Part humanoid, part swarm; nearly undead, yet literally squirming with life—the worm that walks is literally a walking contradiction. It’s also one of the standout monsters of the Bestiary 2, instantly recognizable as it perfectly straddles the line between fantasy and true horror.
According to Amanda Hamon’s “Ecology” in Pathfinder Adventure Path #75: Demon’s Heresy, worms that walk have popped up everywhere from Lovecraft to Buffy. (My favorite example is The Hooded One from Jeff Smith’s Bone). They have featured prominently in several Adventure Paths, especially Dungeon’s Age of Worms and the recently completed Wrath of the Righteous. And, as I just mentioned, Demon’s Heresy serves up a very nice ecology with several example NPCs and variants.
So rather than retread that ground, I instead just want to take a moment to discuss the difference between worms that walk and liches.
Despite its fearsome reputation and the risks involved in its pursuit, lichdom is, at its core, a conservative existence. It’s an insurance policy for those mages who don't have the tools or talent to achieve immortality in life. A lich’s originating impulse is the desire to cheat death, and every other goal they work toward—greater magical might, domination over a kingdom, divine status, you name it—is secondary to that.
Becoming a worm that walks, on the other hand, is a Hail Mary play. It’s difficult to become one intentionally—doing that involves actually dying and burial in vermin-infested unholy ground. So most worms that walk arise spontaneously, out of a confluence of environmental evil, luck, and their own indomitable wills. It's what happens when a spellcaster is so obsessed with his goals that death itself becomes a mere speed bump.
All of which means that worms that walk are not going to hide in a deathtrap-filled dungeon or deep under a secret library the way a lich might. The worm’s very existence is a miracle. Every worm that walks, whether generated spontaneously or via careful preparation, knows with absolute certainty why he or she was spared death’s embrace. The worm that walks walks for a reason; it is a creature actively pursuing its goals and ambitions. It has plans—big ones—and gods help the PCs who get in the way.

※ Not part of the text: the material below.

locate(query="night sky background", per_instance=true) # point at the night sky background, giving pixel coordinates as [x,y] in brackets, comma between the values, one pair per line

The man who would become Rancor’s Embrace left nothing to chance when he became a worm that walks. He buried himself alive in a potter’s field reserved exclusively for tieflings, using his last telekinesis to cover himself and consign his body to death. Now returned as a scuttling mass of beetles, he intends to kill every last one of the Maimed Maiden’s priestesses for helping his wife to flee with his infant child.
Yertham Mar died at sea, but his spirit returned in an amalgam of worms, minute crabs, and a thousand other oozing, wriggling creatures. Barely able to hold himself together above water, he should nevertheless be feared. The crustaceans that compose his body hunger for flesh more than the average worm that walks, and they strip away meat every time they engulf someone (consider the engulf damage to be one Hit Dice category higher and normal).
While undeath is abhorrent even to evil druids, becoming a worm that walks sometimes holds a macabre appeal. Reese o’ the Wildwood still thinks of himself as a defender of the forest, despite his wriggling shape. But his obsession with reanimating pixies, wolves, and bugbears as undead shows that his power now stems from some other unnatural source.
—Pathfinder Bestiary 2 286–287
Work is kind of crazy, but rest assured I’m still reading all your comments, messages, and reblogs. Also, just finished Scott Lynch’s The Lies of Locke Lamora. Pretty great! If you like heists and thieves’ guilds, I recommend it.